To understand why these trolls are not exposed, we have to understand who benefits from their strategy. It is the financial system. Large money-center banks suck at the teat of government debt. They profit every time a government bond is sold and redeemed – and long-term deficits means that those redeemed must be replaced by new. They profit from fiscal irresponsibility in Congress. The same is true of our trade deficit: every time an American buys a Chinese product, dollars must be converted to yuan, which flow overseas and then come back to America as dollars that buy our government debt. Every step in that process makes money for the financial industry.

What should be alarming is that profits enjoyed by the financial industry accrue from the exchange of dollars that does not add value to our economy. The value of the dollars does not change – they simply move from place to place.

Wall Street is effectively a tax on Main Street.

What is painful is to realize how deeply this psychology has migrated downward into our economy. Payday lenders make short-term loans against future earnings, sometimes charging as much as 1/3 of the loan value for bridge financing that lasts only a week. In Kansas, the most successful franchise (raking in billions of dollars in profits) was started by three brothers that claimed Native American sovereignty to get around state regulations that prohibited predatory practices. Eventually, the FBI stepped in to tear down their empire. But as the empire collapsed, the remaining brother took the protected financial data and created a list of fake debt claims that were then sold on to the debt collection industry.

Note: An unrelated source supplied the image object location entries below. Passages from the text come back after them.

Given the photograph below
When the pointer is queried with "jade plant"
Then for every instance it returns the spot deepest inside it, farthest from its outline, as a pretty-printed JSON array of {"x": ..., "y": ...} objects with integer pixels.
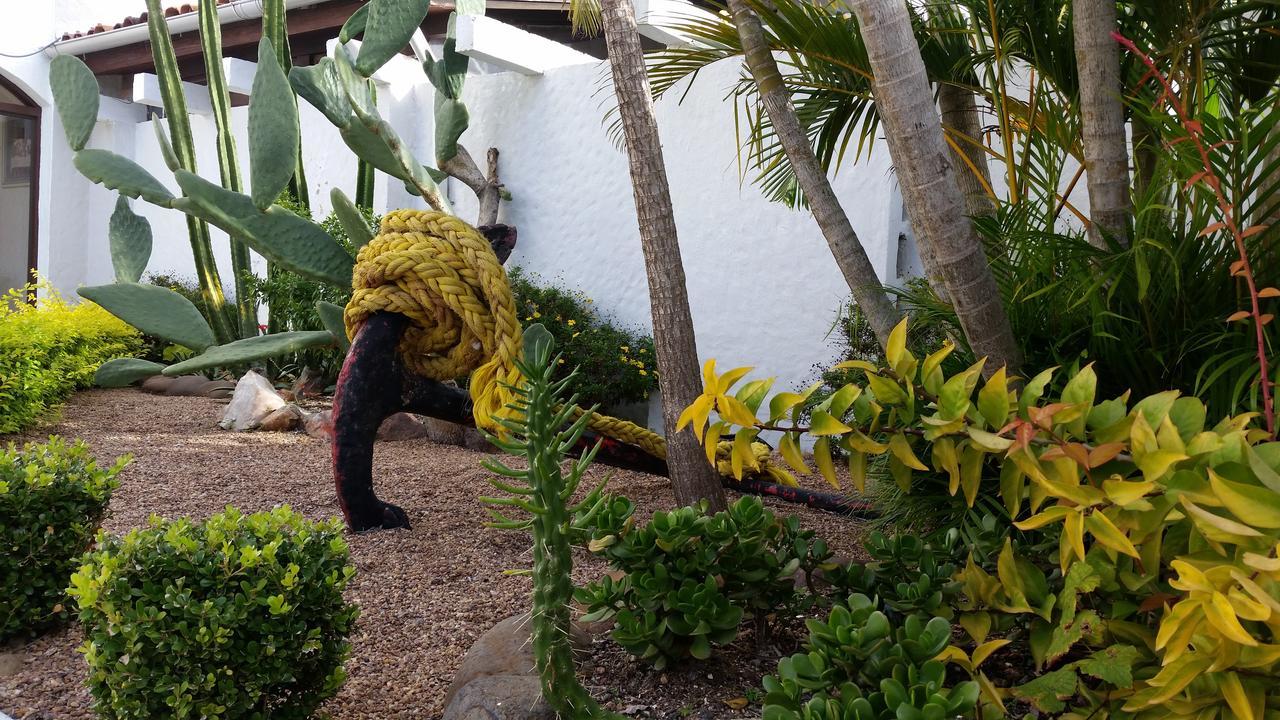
[
  {"x": 859, "y": 647},
  {"x": 539, "y": 433},
  {"x": 342, "y": 90}
]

Yes, many debt collectors are no longer paid by claimants. They actually pay for debt listings, and do little to verify the validity of the claims. The Tucker family made millions by selling the fake debt claims to multiple debt collectors. Those debt collectors had mouths to feed and mortgages to pay, and the only way to make good on their investment was to get money out of the people whose private financial information they had acquired. The FBI is now investigating the abusive practices of the collectors working against those false claims.

The abusive behaviors of the financial system, libertarian politicians and online trolls are linked by another factor: their behaviors harm people that they don’t know personally. Safely at a distance, trolls reach out through our communications infrastructure to wreak havoc in the lives of their victims. The don’t have to confront the mounting desperation of individuals and communities ground down by their hunger for money or power. They simply acquire wealth that they use to finance the careers of politicians that oppose regulation of their industry.

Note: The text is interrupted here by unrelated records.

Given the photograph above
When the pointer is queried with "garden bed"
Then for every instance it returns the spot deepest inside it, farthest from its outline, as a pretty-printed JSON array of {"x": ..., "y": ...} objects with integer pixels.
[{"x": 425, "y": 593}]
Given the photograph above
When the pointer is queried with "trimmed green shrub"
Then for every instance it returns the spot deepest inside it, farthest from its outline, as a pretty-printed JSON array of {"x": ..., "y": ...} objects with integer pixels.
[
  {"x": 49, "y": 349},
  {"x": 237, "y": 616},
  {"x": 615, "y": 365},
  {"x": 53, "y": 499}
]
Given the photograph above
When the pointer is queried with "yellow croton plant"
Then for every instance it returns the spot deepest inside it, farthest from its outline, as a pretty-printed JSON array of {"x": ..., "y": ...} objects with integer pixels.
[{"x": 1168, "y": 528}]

This is what makes men like Paul Ryan so pitiful. They believe that they must be doing something good because people tell them that they are taking on a problem that poses an existential threat to our country: the federal debt. But the people that applaud his determination are those that engineered the creation of that debt, and that benefit most from its existence. The true motivations for their investment in politicians such as Ryan is to ensure that their wealth is protected when the system collapses.

Trembling underneath this juggernaut of debt, there are those in American commerce that still believe in producing goods for consumption, and that compete to create value for their customers.  Working in the automation industry, I am conscious that the work that I do displaces workers, creating distress from a distance much as does the financial industry. But being involved with the creation of goods and services, I do feel the pulse of that part of the economy.

The mantra that is evolving is hopeful. On the surface, that is hard to see: robots are displacing blue-collar workers, and artificial intelligence is threatening knowledge workers. What remains for people to do, then, is to ensure that customers are happy and successful, building a base for repeat business.

In other words, while the masters of the universe troll society, on the ground people are focused on learning to care for each other.